7,9-12.13-14 ci saranno sempre i giorni buoni e i giorni cattivi per questo devi imparare a riflettere e discernere per saper scegliere il meglio sia nei giorni di festa che nei giorni di lutto, la sapienza ti offre o consente di scegliere sempre il meglio tra due beni e il meno peggio tra due mali, questo è in strema sintesi la massima sapienziale di Qohelet. Il suo linguaggio è apparentemente semplice, il vs. 9 ne è una prova, letteralmente significa: non ti affrettare nell'indignarti (conta fino a dieci prima di parlare) perché l'amarezza (che porta l'ira) risiede nel fondo (abisso) dello spirito degli stolti. In realtà qui abbiamo dette in maniera semplice delle verità molto profonde. Il vs. 10 ha una costituzione più robusta e complicata dal punto di vista linguistico: "non dire (non dirai) per quale motivo i giorni passati furono migliori degli attuali – perché non è la saggezza a dettare questo tipo di riflessione", vale a dire si tratta di uno spreco di riflessione impegnare lo spirito e il cuore in quel tipo di pensiero. Anche noi diciamo con il detto popolare "son migliori i tempi passati", perché a fare questa riflessione è l'anziano nel bel mezzo dei suoi acciacchi, è naturale che l'ottantenne guardando indietro dica che stava meglio a vent'anni (anche se era stretta la vita), ma dice Qohelet, a cosa serve una tale riflessione se non a far dimorare in fondo al cuore la tristezza? Invece va cacciata dal fondo del cuore perché inquinerebbe tutto e ci impedirebbe di godere le cose semplici della vita.

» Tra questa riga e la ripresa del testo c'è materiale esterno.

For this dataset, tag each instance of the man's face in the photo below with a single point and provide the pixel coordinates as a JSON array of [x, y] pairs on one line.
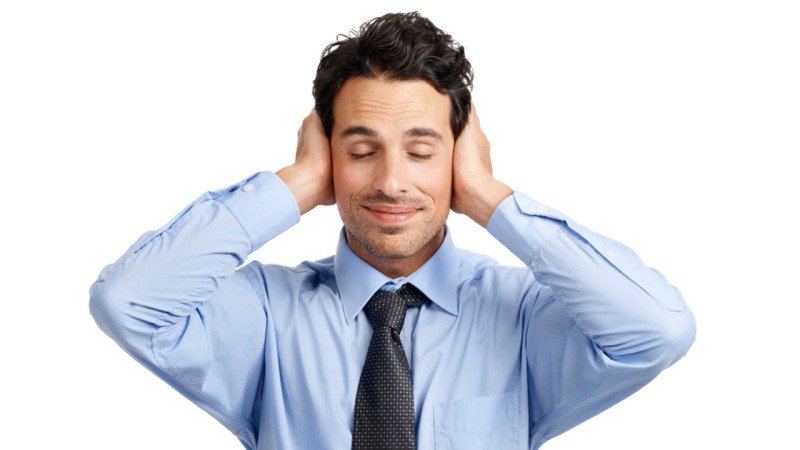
[[392, 153]]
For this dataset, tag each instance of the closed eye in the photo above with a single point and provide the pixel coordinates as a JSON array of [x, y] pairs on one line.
[[358, 156]]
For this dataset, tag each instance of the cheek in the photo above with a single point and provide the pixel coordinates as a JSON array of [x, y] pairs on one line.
[[439, 184]]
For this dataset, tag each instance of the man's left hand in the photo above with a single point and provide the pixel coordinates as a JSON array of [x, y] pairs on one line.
[[476, 193]]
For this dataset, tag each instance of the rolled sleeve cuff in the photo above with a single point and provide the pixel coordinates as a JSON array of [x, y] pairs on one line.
[[263, 205], [511, 224]]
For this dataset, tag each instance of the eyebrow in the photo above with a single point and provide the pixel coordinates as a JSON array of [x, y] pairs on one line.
[[360, 130]]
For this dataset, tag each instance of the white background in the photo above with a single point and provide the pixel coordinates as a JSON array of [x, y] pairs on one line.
[[671, 126]]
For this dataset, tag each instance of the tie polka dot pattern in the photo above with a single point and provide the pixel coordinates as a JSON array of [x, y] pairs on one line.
[[384, 413]]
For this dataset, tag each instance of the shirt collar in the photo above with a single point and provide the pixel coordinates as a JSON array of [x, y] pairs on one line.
[[357, 280]]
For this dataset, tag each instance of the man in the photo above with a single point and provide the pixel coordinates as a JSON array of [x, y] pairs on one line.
[[491, 357]]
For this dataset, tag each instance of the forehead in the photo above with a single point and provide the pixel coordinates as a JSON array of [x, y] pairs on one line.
[[389, 106]]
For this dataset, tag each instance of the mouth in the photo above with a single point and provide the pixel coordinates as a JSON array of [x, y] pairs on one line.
[[391, 214]]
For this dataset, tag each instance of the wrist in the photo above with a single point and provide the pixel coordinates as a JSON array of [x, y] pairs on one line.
[[304, 186], [479, 203]]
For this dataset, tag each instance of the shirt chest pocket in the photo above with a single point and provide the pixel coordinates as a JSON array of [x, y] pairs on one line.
[[478, 423]]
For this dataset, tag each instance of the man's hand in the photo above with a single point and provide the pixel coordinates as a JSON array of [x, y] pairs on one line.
[[310, 178], [475, 191]]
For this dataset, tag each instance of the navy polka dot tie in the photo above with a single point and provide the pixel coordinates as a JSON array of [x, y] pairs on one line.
[[384, 416]]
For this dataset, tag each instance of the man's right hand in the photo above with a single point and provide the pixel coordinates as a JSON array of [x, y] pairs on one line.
[[310, 178]]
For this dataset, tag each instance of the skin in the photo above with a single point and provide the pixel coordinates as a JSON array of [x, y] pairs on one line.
[[394, 170]]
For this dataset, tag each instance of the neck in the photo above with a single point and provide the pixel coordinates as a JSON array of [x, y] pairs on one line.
[[395, 266]]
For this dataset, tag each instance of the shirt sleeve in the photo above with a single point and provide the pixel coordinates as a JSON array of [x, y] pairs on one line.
[[601, 326], [176, 302]]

(11-12) ora cambia un tantino la costruzione: "tovah chakh'mah im-nachalah – w'yoter l'roey hashamesh", la sapienza è buona quanto un'eredità (o è buona ma se accompagnata da un'eredità è meglio per quelli che vivono sotto il sole) ma le due cose insieme hokma e nachala (eredità) sono il meglio per i viventi, al vs. 12 si dà il perché: la sapienza e il denaro sono una difesa contro le intemperie della vita, meglio se si trovano insieme tutte e due; alcuni preferiscono tradurre e dare al testo il significato che è preferibile la sapienza al denaro (let. il testo dice che all'ombra di sapienza c'è dell'argento), ma io credo che il significato è che le due insieme sono la migliore difesa contro i problemi che vengono dalla vita, poiché la sapienza "dà la vita" è un dono di Dio.
(13-14) eccoci arrivati ai testi più difficili e complicati del brano: rifletti sull'opera che compie haelohiym, perché chi potrà raddrizzare quello che lui ha fatto storto? "Godi nei giorni buoni e nei giorni del male RIFLETTI", la conclusione è che Dio ha posto i giorni buoni DI FRONTE (lemmat) ai giorni mali (vuol dire che ha fatto entrambi, il yom che è il giorno o il tempo stesso che dura, un periodo qualsiasi di tempo, è creato da Dio) per sempre e si alternano, l'uno succede all'altro, senza che Adam possa farci niente per cambiarli o trasformare un tempo cattivo in un tempo migliore, godi del bene nei giorni buoni e sii paziente, rifletti quando arriveranno i giorni difficili, non puoi fare altro e si tenti di cambiare il ritmo del tempo della vita umana stai cercando di raddrizzare quello che Dio ha creato storto. Questo è il massimo degli sprechi, delle vanità a cui un uomo si può dedicare.